Most of all, Rosalind Lewis lavished love on her own family. She was the perfect grandmother. She cared for you as a unique individual. She listened to you. She wrote you letters. She spoiled you. She took you to Brigham’s to get your favorite flavor of ice cream. She knew my weakness for cashews and would regularly send me boxes of them from Bailey’s. When I was in college, she would still take me shopping at Chestnut Hill. She would call me by an affectionate childhood nickname, which I won’t reveal here.
Being spoiled is the antithesis of MIT culture. This is a place of unrelenting demands, of rigor, discipline, and long, long-deferred gratification. MIT never will and never should lose these qualities, but it should also never lose sight of the fact that achievement untimately depends on more. The rudder of discipline is useless unless the winds of energy and enthusiasm fill the sails.
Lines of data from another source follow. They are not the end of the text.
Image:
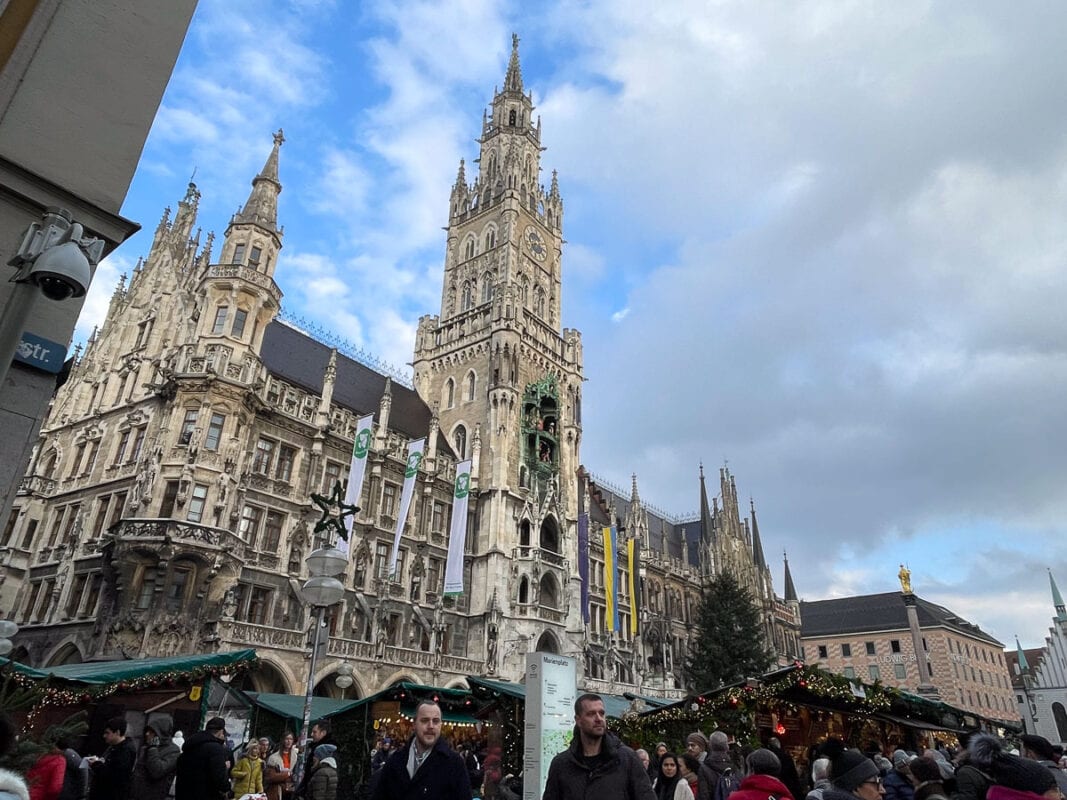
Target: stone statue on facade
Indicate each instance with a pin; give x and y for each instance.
(905, 576)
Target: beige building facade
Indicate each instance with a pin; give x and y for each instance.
(168, 506)
(869, 638)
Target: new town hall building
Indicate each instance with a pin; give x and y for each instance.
(166, 508)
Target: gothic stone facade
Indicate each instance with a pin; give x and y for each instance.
(168, 505)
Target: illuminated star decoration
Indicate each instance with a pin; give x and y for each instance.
(336, 499)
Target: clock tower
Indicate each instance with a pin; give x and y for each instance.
(506, 382)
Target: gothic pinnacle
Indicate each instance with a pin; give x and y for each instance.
(513, 80)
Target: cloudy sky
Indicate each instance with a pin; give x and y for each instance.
(824, 242)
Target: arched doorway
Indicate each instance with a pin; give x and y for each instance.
(547, 643)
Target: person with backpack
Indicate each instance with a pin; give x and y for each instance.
(762, 781)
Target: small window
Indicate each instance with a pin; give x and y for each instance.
(196, 504)
(264, 457)
(215, 432)
(188, 426)
(220, 319)
(286, 457)
(240, 317)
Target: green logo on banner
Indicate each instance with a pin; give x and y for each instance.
(462, 485)
(362, 444)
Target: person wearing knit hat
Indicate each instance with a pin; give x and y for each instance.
(1014, 777)
(762, 781)
(897, 780)
(854, 772)
(1039, 749)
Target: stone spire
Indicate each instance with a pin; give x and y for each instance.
(1057, 600)
(261, 206)
(513, 80)
(791, 590)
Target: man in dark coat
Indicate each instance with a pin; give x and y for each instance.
(320, 734)
(427, 767)
(155, 769)
(204, 764)
(596, 764)
(112, 772)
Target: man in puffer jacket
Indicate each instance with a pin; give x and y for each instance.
(596, 764)
(154, 772)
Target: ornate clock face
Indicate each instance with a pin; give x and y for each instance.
(535, 243)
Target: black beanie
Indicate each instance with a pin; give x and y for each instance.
(850, 768)
(1008, 770)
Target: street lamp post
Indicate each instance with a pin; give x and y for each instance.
(320, 591)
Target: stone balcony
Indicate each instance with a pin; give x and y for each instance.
(178, 531)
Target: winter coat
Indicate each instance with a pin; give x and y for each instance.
(442, 777)
(113, 774)
(277, 779)
(620, 776)
(323, 783)
(155, 769)
(761, 787)
(12, 786)
(248, 774)
(45, 777)
(897, 786)
(971, 783)
(202, 772)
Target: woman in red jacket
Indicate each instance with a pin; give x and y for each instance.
(45, 778)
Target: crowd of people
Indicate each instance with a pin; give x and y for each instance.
(596, 764)
(203, 767)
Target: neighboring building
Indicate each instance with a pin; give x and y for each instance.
(1039, 677)
(166, 508)
(869, 638)
(80, 83)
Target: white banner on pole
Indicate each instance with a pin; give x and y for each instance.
(410, 473)
(551, 691)
(457, 533)
(364, 435)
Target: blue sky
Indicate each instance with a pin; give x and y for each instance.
(824, 241)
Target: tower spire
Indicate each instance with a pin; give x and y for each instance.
(261, 206)
(513, 80)
(1057, 600)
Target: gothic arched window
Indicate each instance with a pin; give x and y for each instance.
(459, 441)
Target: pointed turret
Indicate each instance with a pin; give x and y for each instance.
(791, 590)
(261, 206)
(513, 80)
(1057, 600)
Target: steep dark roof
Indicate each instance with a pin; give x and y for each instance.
(871, 612)
(295, 356)
(657, 525)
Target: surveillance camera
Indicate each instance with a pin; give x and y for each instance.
(62, 272)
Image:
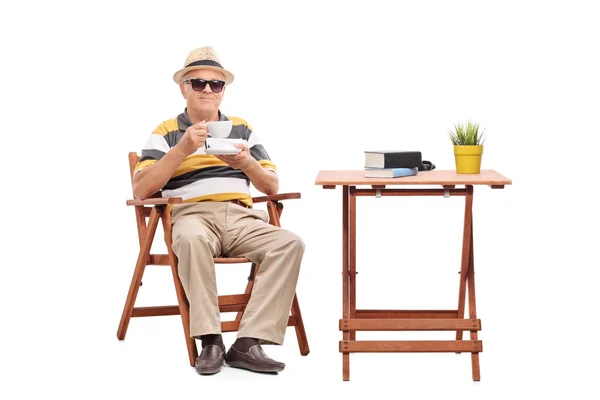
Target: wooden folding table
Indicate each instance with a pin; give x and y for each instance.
(444, 183)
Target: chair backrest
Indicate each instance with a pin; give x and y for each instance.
(133, 160)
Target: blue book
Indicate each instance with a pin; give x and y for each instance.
(390, 172)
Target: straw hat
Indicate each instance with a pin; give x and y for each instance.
(202, 58)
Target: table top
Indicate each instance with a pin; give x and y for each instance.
(435, 177)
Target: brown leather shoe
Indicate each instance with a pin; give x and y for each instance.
(255, 360)
(210, 360)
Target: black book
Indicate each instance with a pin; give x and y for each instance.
(392, 159)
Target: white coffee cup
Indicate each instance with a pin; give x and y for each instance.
(219, 129)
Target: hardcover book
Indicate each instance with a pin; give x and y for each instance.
(389, 172)
(392, 159)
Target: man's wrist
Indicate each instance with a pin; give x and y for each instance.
(251, 164)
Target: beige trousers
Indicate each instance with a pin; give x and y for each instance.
(205, 230)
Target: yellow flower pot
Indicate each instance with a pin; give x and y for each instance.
(468, 159)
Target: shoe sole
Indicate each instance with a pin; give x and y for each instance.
(243, 365)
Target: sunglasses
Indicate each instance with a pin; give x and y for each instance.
(199, 84)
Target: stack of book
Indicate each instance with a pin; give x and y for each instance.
(391, 163)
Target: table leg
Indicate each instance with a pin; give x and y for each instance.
(345, 275)
(466, 252)
(352, 266)
(472, 308)
(467, 279)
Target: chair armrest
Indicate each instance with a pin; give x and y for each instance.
(155, 201)
(276, 197)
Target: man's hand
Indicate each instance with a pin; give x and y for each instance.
(193, 138)
(238, 161)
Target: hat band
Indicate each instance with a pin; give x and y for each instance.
(210, 63)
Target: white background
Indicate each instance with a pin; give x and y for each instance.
(84, 83)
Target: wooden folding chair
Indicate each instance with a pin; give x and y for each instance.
(156, 209)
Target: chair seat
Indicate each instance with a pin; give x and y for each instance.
(231, 260)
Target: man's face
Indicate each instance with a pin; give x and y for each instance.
(205, 101)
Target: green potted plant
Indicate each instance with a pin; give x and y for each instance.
(468, 140)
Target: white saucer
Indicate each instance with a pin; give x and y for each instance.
(222, 151)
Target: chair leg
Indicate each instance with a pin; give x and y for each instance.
(300, 332)
(184, 309)
(249, 286)
(136, 280)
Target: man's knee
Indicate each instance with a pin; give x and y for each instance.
(186, 239)
(294, 241)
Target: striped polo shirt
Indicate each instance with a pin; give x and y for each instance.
(201, 176)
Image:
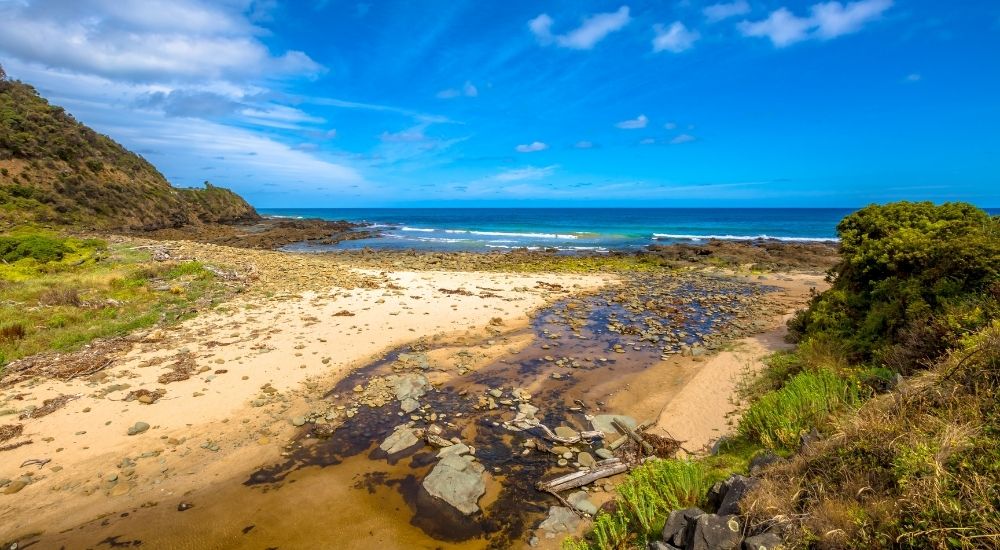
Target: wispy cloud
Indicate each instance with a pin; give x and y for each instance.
(531, 147)
(526, 173)
(633, 123)
(718, 12)
(467, 90)
(826, 21)
(592, 30)
(144, 41)
(675, 38)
Everyone at MIT has a soul as well as a mind, passions as well as ideas, a past as well as a future, a family as well as individuality. Intellectual excellence requires courage and confidence, and these usually come from knowing that someone believes in you, cares for you, loves you.
According to a recent article in The Tech, some MIT students come to the Lewis Music Library even if they have no music classes or assignments, simply because they like being there. This doesn’t surprise me. There are few places on this campus that are so welcoming, nurturing, embracing.
At the conclusion of his first inaugural address, Abraham Lincoln appealed to “the mystic chords of memory” that bind the dead with the living. That is chords spelled with an h: not shackles that tie, but vibrations that resonate. This is what we celebrate today: the harmony of this place, of music, of a life well lived. My grandmother’s spirit dwells here.